Dans un premier temps, son expérience de terrain le fait nommer au bureau de l'information (en fait de la propagande) du Conseil consultatif, qui est l'organe de commandement du GSPC. Puis, il devient un des principaux conseillers militaires du nouveau chef du mouvement islamique radical, Abdlemalek Droukdel. En août 2007, il est désigné par ce dernier à la tête de la 9e région qui couvre le Sahara et le Sahel.

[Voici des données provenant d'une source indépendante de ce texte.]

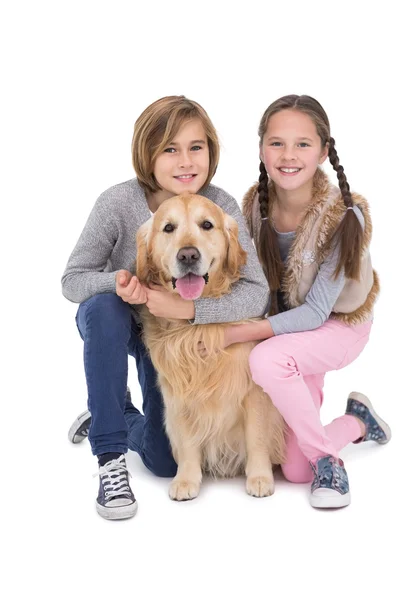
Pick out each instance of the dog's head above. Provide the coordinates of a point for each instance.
(188, 243)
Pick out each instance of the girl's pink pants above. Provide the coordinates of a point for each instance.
(291, 368)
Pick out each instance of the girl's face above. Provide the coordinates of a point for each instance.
(184, 164)
(291, 149)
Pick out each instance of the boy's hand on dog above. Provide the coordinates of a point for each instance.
(161, 303)
(129, 288)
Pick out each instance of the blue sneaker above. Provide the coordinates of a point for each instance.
(376, 429)
(116, 499)
(330, 487)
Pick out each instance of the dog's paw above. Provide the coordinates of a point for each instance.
(260, 486)
(183, 490)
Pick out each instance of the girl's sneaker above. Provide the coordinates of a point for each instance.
(116, 499)
(376, 429)
(330, 487)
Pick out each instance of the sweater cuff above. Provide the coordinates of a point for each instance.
(108, 283)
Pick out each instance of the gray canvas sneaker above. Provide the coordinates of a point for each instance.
(115, 499)
(330, 487)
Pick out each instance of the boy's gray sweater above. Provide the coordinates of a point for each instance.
(108, 244)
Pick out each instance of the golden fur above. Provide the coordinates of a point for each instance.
(217, 419)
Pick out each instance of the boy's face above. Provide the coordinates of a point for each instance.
(184, 164)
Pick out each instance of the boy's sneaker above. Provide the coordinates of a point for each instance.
(376, 429)
(330, 487)
(116, 499)
(79, 429)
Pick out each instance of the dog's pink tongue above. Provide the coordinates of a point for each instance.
(190, 287)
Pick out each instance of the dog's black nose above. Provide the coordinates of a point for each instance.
(188, 255)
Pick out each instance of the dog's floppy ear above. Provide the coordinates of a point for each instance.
(142, 258)
(236, 256)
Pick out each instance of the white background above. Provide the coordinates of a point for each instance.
(75, 77)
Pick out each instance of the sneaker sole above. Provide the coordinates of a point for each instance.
(73, 435)
(365, 400)
(118, 512)
(330, 499)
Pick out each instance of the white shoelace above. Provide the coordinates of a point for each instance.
(114, 475)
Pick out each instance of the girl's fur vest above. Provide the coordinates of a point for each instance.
(308, 251)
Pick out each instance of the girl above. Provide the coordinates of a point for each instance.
(312, 239)
(175, 149)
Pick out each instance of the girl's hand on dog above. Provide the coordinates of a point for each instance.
(162, 303)
(129, 288)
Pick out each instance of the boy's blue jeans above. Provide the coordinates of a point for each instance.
(110, 333)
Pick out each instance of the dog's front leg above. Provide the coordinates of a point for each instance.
(186, 484)
(260, 479)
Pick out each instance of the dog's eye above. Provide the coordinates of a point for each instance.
(207, 225)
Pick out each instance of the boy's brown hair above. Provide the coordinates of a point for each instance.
(156, 128)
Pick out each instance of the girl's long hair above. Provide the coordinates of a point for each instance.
(349, 233)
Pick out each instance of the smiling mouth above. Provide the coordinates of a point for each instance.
(289, 170)
(174, 279)
(190, 287)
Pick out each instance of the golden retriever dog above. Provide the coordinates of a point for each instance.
(217, 419)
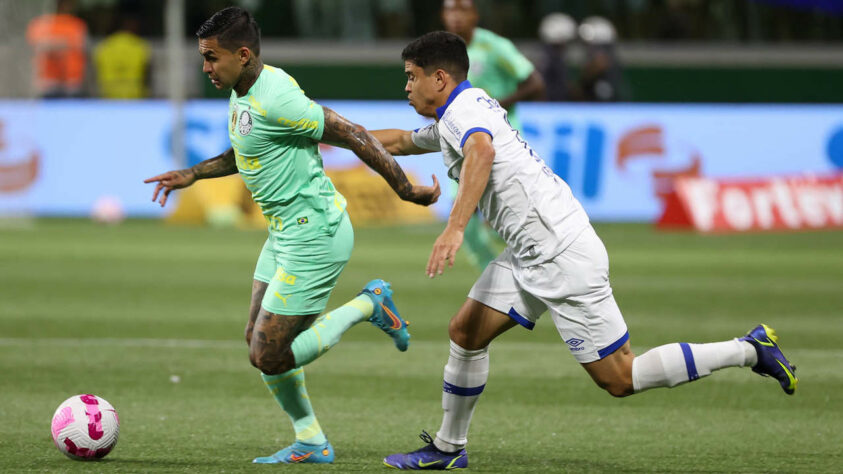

En effet, son chef légendaire, Mokhtar Belmokhtar dit « MBM », a été écarté en 2005 par la direction du mouvement qui n'avait plus confiance en lui. Il se livrait plus à la contrebande qu'au combat politico-religieux et aurait songé à l'époque à se rendre aux autorités. Depuis, on n'a plus entendu parler de lui. Droukdel avait alors désigné Benmessaoud Abdelkader – alias Moussab Abou Daoud – pour le remplacer. Comble de malchance pour AQMI, Abou Daoud s'est rendu aux autorités en juillet 2007 !
Djouadi a donc reçu pour mission de redynamiser la lutte afin de fournir le mouvement en armes, munitions et matériels divers. Avec l'affaire des otages autrichiens, il semble qu'il ait donné satisfaction à Droukdel.
Des signes annonciateurs de la reprise des activités opérationnelles de la 9e région d'AQMI avaient déjà été donnés. Ainsi, dans la nuit du 9 au 10 novembre 2007, l'aéroport de Djanet (province d'Illizi au sud-est de l'Algérie) avait été harcelé. Un avion cargo et deux hélicoptères avaient été endommagés au cours de cette action. Le 26 décembre, une patrouille de l'armée mauritanienne était tombée dans une embuscade dans les environs du poste militaire d'El Ghallaouiya (800 km au nord-est de Nouakchott). Trois soldats avaient été tués et les assaillants s'étaient emparés d'un véhicule et d'armes. Surtout, dans la nuit du 7 au 8 février 2008, une patrouille des forces de sécurité algériennes tombait dans une embuscade dans la région d'El Oued (commune de Hamraya, à proximité de la frontière tunisienne). Sept gardes frontières étaient abattus et des armes récupérées (sept fusils d'assaut, une mitrailleuse légère et un dispositif de vision nocturne).
L'enlèvement des touristes
L'enlèvement des deux touristes autrichiens semble avoir été une opération préparée à l'avance. Son but aurait été d'obtenir des fonds en exigeant une rançon pour leur libération (le chiffre avancé est de cinq millions d'euros). Bien sûr, mais accessoirement, la libération de dix activistes d'AQMI emprisonnés en Algérie et en Tunisie a été demandée. La direction de l'organisation islamique radicale algérienne ne se fait guère d'illusion. Elle sait bien que cette revendication ne peut aboutir car ni Alger ni Tunis n'accèderont à cette exigence. Mais, AQMI est aux abois sur le plan financier et a besoin d'argent pour survivre. Le versement d'une rançon devrait lui suffire.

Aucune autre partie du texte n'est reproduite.